With the decline of Black students, combined with the increase of white students admitted, the lack of representation is evident and has created an uncomfortable atmosphere for some students. Kimble spoke about how this decline has affected him personally.

“I see a lot of microaggressions, it’s either subconscious or subtle, all of these actions play the same role,” Kimble said. “In my own experience, I have seen an increase in these actions, every year I experience more and of the same thing. I think that's just because there are less Black students attending. And there’s people that don’t share the same values as me or experience the same issues.”

Marcel Brouwers, senior lecturer in the English department, has been with the university for 16 years and has noticed a shift in the social climate of the classroom.

“I have noticed a decreased interest in discussion of issues surrounding race and inequality,” Brouwers said. “No one wants to say something that might offend, which suggests an overall lack of knowledge/awareness of what might actually be offensive or not.”

Brouwers believes that the state's policing of race issues in education may also affect Black enrollment at UT.

“The university’s response is, in part, part of a larger context, Tennessee legislature and its paranoia about race issues being considered within an academic environment, that wishes to diminish the role that race plays in the daily lives of its citizens,” Brouwers said.

Madisien Howard, care manager in the Dean of Students offices, spoke on her experience helping Black students adjust to being in the minority at UT. Howard explains how she empathizes with these students, since her move to Knoxville was also a rocky transition.

“I remember moving to east Tennessee and going to a restaurant with my husband and being the only Black people in the establishment, and it does make you uncomfortable at times and it takes a lot of adjusting,” Howard said.

As far as the next steps that should be taken for the campus community, Howard said that allyship from non-Black students, staff and faculty should play a large role.

“I think so often it is expected that the person who is being marginalized is the one that always has to speak up and they are the only one speaking up in those spaces, so allyship is very important,” Howard said. “It is a hundred percent understandable that students are frustrated, there are a lot of faculty and staff who are also frustrated with different things that have happened.”

The decline of the Black student population has given further context to why Black students may feel unheard on campus.
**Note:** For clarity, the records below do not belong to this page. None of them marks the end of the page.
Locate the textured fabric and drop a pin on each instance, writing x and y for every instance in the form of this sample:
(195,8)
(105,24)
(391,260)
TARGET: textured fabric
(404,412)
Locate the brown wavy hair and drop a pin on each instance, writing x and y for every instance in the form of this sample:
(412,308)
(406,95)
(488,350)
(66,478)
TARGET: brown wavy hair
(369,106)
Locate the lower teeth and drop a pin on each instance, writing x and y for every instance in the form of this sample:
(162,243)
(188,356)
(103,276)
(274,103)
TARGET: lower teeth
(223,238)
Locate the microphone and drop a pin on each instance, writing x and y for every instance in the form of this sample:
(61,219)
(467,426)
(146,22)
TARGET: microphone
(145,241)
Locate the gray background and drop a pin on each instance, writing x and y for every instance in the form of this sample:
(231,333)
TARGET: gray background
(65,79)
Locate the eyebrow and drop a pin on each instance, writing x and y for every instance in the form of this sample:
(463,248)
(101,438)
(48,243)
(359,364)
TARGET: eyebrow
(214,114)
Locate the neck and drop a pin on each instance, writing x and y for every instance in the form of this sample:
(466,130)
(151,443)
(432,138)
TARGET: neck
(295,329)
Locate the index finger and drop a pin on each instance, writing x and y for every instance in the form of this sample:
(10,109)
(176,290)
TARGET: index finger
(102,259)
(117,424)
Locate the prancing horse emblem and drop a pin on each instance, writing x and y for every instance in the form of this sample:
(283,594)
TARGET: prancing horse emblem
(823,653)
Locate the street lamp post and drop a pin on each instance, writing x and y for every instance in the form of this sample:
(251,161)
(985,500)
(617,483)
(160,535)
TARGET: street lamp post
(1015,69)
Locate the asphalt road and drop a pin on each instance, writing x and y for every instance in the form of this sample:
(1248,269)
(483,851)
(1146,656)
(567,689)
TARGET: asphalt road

Without the unification of leadership and the student body, Howard said resolution will be out of reach.

“I think it’s important that we all recognize the power of each of our voices. I think that some people think, ‘well someone else is going to do it or this person spoke up or who am I to say something on the topic?’ But when we all kind of come together with that collective goal, that’s when change happens,” Howard said.

Howard also noted that there are a lot of open forums and organizations for students to discuss these issues on campus, that may help with educating students.

Brouwers shared how he thought the student body could become more aware of the reality of this racial disparity.

“My sense is that this primarily comes from students themselves engaging with the larger world more and recognizing that the issues facing other parts of the country also exist here,” Brouwers said. “The overall complacency is reflective of an acceptance to the status quo. When students engage, universities listen.”